Urban inequalities can be reduced by making cities more inclusive, safe and environmentally friendly through robust, localized planning. With its small geographical size, better planning could, for example, promote the development of a sustainable transport system in 15 years which has a low environmental impact and can increase road safety.


Sustainable consumption and production involves the efficient management of natural resources and chemicals and the reduction of waste pollutant products.


Since 2000, Lebanon has implemented environmental legislation requiring industries to minimize their pollution. However, environmental governance at municipal level and national level regulation and enforcement needs to be further strengthened for better recycling and waste management.

Did you know that…?

• Lebanon was able to reduce consumption of CFC (a substance that depletes the ozone layer) from 928 tons to 0 tons in less than fifteen years.
• In 2010, 17% of household solid waste was recycled while 83% was sent to landfills or open dumps, including potentially hazardous forms of waste.

Raising awareness on the benefits of sustainable consumption and production can lead Lebanon to transform itself into a green economy and significantly reduce its negative impact on the environment.


Integrating climate change into national policies and raising awareness about it, while strengthening the country’s ability to deal with the results of climate change.


Lebanon has signed several conventions, such as the Paris Agreement on climate change, and established several institutions dedicated to the protection of the environment. The country is vulnerable to extreme events such as winter floods and extended hot summer days that are increasing due to climate change. More can be done to reduce Lebanon’s contribution to climate change and increase the capacities of institutions working with environmental issues.

Did you know that…?

• Lebanon increased its greenhouse gas emissions, gases that are harmful to the environment and contribute to climate change, by nearly 5% annually between 1994 and 2012.
• It is estimated that by 2040 rainfall in Lebanon will have decreased by 10-20%.
• At the current rate, sea levels in Lebanon will rise with up to 60 cm in the next 30 years.

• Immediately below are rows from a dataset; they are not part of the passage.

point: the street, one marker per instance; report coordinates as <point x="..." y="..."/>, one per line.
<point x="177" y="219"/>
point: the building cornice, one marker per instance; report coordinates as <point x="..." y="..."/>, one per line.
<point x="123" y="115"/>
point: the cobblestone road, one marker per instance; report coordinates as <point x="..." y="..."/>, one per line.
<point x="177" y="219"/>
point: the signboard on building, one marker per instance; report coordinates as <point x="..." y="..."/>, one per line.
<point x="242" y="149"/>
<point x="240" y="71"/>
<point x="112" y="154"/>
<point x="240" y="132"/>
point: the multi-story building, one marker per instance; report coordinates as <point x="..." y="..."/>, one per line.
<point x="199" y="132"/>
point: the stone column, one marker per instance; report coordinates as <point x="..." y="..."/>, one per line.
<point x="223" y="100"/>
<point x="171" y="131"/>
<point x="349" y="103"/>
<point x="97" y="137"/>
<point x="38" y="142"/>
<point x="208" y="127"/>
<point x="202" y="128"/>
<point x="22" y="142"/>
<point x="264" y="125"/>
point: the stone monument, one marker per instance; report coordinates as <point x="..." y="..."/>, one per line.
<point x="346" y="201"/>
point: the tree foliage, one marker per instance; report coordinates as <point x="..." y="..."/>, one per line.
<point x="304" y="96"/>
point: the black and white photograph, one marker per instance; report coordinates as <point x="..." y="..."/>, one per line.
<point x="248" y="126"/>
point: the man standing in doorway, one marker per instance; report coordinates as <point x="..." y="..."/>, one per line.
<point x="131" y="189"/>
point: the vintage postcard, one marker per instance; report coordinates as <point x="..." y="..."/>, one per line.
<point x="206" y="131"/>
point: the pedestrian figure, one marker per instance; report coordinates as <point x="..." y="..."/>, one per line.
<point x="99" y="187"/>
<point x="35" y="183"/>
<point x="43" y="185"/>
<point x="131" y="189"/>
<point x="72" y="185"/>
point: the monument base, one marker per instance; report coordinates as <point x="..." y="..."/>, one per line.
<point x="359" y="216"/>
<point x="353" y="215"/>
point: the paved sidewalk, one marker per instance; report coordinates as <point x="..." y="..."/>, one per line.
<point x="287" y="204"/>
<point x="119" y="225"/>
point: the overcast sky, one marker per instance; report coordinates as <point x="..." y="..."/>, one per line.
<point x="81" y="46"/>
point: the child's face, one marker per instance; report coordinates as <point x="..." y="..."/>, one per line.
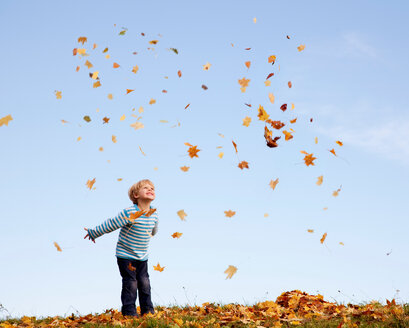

Combating climate change will allow our children and their children to experience and live in the Lebanon we know today.


Protecting and conserving marine and coastal areas and ecosystems by reducing marine pollution, ocean acidification and over-fishing.


With around 240 kilometres of coastline, Lebanon’s coastal zone is a key element of its natural capital, beauty and tourist attractions. However, the lack of protection measures is negatively affecting these ecosystems and the species living in them.

Did you know that…?

• In 2010, 65% of total sewage in Lebanon ended up in coastal waters.
• Between 1975 and 2001 an estimated 1,269 illegal properties were constructed along the coastline, which negatively affected coastal and marine ecosystems.

By creating effective management policies, Lebanon can go a long way in protecting the national treasure of marine and coastal ecosystems.


Conserving and protecting freshwater and terrestrial ecosystems, forests and biodiversity from deforestation, desertification and non-native species.


Lebanon, with a unique biodiversity, has an identity that is deeply linked to the cedar tree — and yet its forests are at grave risk of dissappearing. Development after the civil war has come at a cost to the natural ecosystems mainly due to unsustainable urban growth.

Did you know that…?

• Lebanon has a very high biodiversity with 0.25 different species per square kilometre—more than in Brazil.
• Growing urbanization is estimated to consume about 5 square kilometres of natural areas every year in Lebanon.

By protecting, restoring and promoting terrestrial ecosystems through urban planning and public awareness, Lebanon can take advantage of its rich and diverse ecosystems and habitats.